Phase I-IIa, to Evaluate the Safety, Feasibility, and Efficacy of the Use of BIOCLEFT in the Treatment of Cleft Palate.

Cleft Lip and Palate Clinical Trial

Official title:
Phase I-IIa, Randomized, Controlled, Open-label, Single-center Clinical Trial to Evaluate Safety, Feasibility, and Efficacy of the Use of BIOCLEFT in the Treatment of Patients With Cleft Palate

Clinical Trial Details — Status: Recruiting

Administrative data
NCT number NCT06408337
Other study ID # FIB-BIO-2023-03
Secondary ID
Status Recruiting
Phase Phase 1/Phase 2
First received
Last updated
Start date April 17, 2024
Est. completion date December 17, 2028

Study information
Verified date May 2024
Source Fundación Pública Andaluza para la Investigación Biomédica Andalucía Oriental
Contact Elisa Cubiles
Phone 955048278
Email emontero@fibao.es
Is FDA regulated No
Health authority
Study type Interventional

Clinical Trial Summary

Phase I/II, controlled, open-label, randomized, single site clinical trial to assess the safety and feasibility, as well as hint efficacy evidence of a bioengineered palate mucosa substitute on nanostructured fibrin-agarose scaffolds with autologous mucosa tissue-specific cells (culture-expanded fibroblasts and keratinocytes), for tissue replacement and repair of donor area after the reconstruction of palate cleft defects (staphylorraphy), in comparison with standard care for donor mucosa.

Description:

The initial phase of the trial is non-randomized, and involves the sequential recruitment of 5 eligible subjects with a minimum safety period of 30 days between them.

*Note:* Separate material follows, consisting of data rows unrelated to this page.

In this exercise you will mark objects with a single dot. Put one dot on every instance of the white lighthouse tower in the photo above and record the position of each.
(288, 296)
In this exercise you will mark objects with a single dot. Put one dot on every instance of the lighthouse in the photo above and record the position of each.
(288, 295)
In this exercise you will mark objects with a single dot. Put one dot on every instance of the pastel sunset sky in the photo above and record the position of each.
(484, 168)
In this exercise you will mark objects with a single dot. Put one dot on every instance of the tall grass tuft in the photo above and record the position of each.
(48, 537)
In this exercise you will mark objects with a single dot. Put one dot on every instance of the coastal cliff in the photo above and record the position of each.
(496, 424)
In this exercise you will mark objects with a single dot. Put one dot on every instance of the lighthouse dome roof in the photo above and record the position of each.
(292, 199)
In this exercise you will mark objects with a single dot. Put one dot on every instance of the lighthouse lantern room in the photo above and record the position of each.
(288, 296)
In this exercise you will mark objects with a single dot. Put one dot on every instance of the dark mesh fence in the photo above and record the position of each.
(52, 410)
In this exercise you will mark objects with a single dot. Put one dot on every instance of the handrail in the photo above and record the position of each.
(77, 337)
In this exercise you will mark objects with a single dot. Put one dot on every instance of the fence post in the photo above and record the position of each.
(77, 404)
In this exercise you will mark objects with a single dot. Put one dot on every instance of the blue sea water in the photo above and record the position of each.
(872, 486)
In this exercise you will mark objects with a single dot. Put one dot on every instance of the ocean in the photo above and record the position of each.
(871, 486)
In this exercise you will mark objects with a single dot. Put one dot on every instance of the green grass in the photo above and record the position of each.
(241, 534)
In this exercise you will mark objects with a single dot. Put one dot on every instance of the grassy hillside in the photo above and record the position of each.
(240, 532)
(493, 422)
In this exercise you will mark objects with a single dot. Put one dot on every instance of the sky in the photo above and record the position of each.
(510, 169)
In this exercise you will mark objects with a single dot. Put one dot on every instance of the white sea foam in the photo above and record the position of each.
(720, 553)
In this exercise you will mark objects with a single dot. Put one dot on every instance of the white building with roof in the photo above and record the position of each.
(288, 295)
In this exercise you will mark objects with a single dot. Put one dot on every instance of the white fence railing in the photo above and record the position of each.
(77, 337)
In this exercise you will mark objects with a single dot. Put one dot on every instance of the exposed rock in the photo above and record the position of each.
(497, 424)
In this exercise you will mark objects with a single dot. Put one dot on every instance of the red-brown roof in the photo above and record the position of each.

All of them will be implanted with the autologous human palatal mucosa substitute of nanostructured fibrin-agarose generated by tissue engineering (BIOCLEFT), after reconstruction of the palate. Once the 5th treated patient has reached 1.5 months of follow-up after the intervention (Visit 8), the safety and feasibility data analysis will be carried out by the Independent Data Safety and Monitoring Committee (interim analysis), after which will allow continuation to the randomized phase of the trial, if the results allow it. In the second phase, the rest of the patients (10) will be recruited, who will be randomized 1:1, such that 5 of these patients will be implanted with the investigational medication while undergoing standard surgical reconstruction. (uranostaphyllorrhaphy), while the other 5 will only undergo standard surgical reconstruction and will constitute the control group. The total number of patients to be included in the study will be 15, who will be followed for 24 months according to a protocolized scheme that includes 2 pre-implant visits, 1 implant visit and 9 post-implant evaluation visits.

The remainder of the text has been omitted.